Parenthetical aside:
when I was a teenager, I loved being a username on the internet, talking with other usernames. our identity was our nerdiness. sex, gender, what you did to who when where and how really wasn't actually interesting to me, if it didn't involve a computer or my fandoms. or if you weren't being hurt and needed someone to talk to. kind of limited, I admit. I had caught a meme-virus I guess, a virus that got reflected in the "Cyberia" book by Rushkoff... totes worth reading btw... identity was mutable, was shiftable, was mediated by the computer which you controlled. You had arguments, but they weren't the deep level of ugly we see on twitter. (BTW: Gamergate? I think there were some decent thoughts from the 'Gators - I think I saw one or two glimpses, but it was buried so deep under the foaming rage and vileness... so ugly. )

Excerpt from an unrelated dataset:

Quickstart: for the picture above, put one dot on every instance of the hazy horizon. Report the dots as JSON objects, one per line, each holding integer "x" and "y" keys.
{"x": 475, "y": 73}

I don't know. But I'm scared for the intellectual functioning of *my* society, the hacker one. It's possible a lot of the energy is coming out of teenagers, but a lot of the significant voices are people very much in the professional segment of their lives: the late 20s to 40s set. Most? of them seem to be, broadly, in agreement with the hard(er) left, from what I can recall over time. Which is also concerning, because I wish the hard left would move on from Soviet-era solutions (The group of students at WWU recently suggested, in effect, having a Kommissar watching speech). The anarchists are still mining Bakunin for ideas, for crying out loud (I was looking up anarchist child raising ideas). He's dead, Jim! Didn't the 70s produce any thinkers that are usable today? Ahem. Back to the professionals. It's pretty clear to me that the Twitter hate mob has pretty much driven the people who are opposed to doing bad things in the name of Social Justice underground on the Twitters. AFAIK, only this particular group of autistic lesbian types seems to be both intelligent and vocal about what's going on (I'm *sure* there are jackass sealions involved. So many jackasses).
Of *course*, with the Trumpism thing going on, the natural reaction of humans is to cringe and move away from anything that smells Trumpy... so it pushes a lot of energy towards the leftierish solutions in general. If the current solution is "ban badthought", then.... uhh... we gonna have a bad time in 5 years.
no subject
Date: 2016-03-30 05:34 am (UTC)WarriorWizard, I have to say that the "no platform" types - once one gets past their bluster - are actually a little scared of having their ideas challenged and being incorrect.no subject
Date: 2016-03-30 07:11 am (UTC)'No platform'? Sorry, who are you referencing? My mind is Swiss cheese after a day in the sun.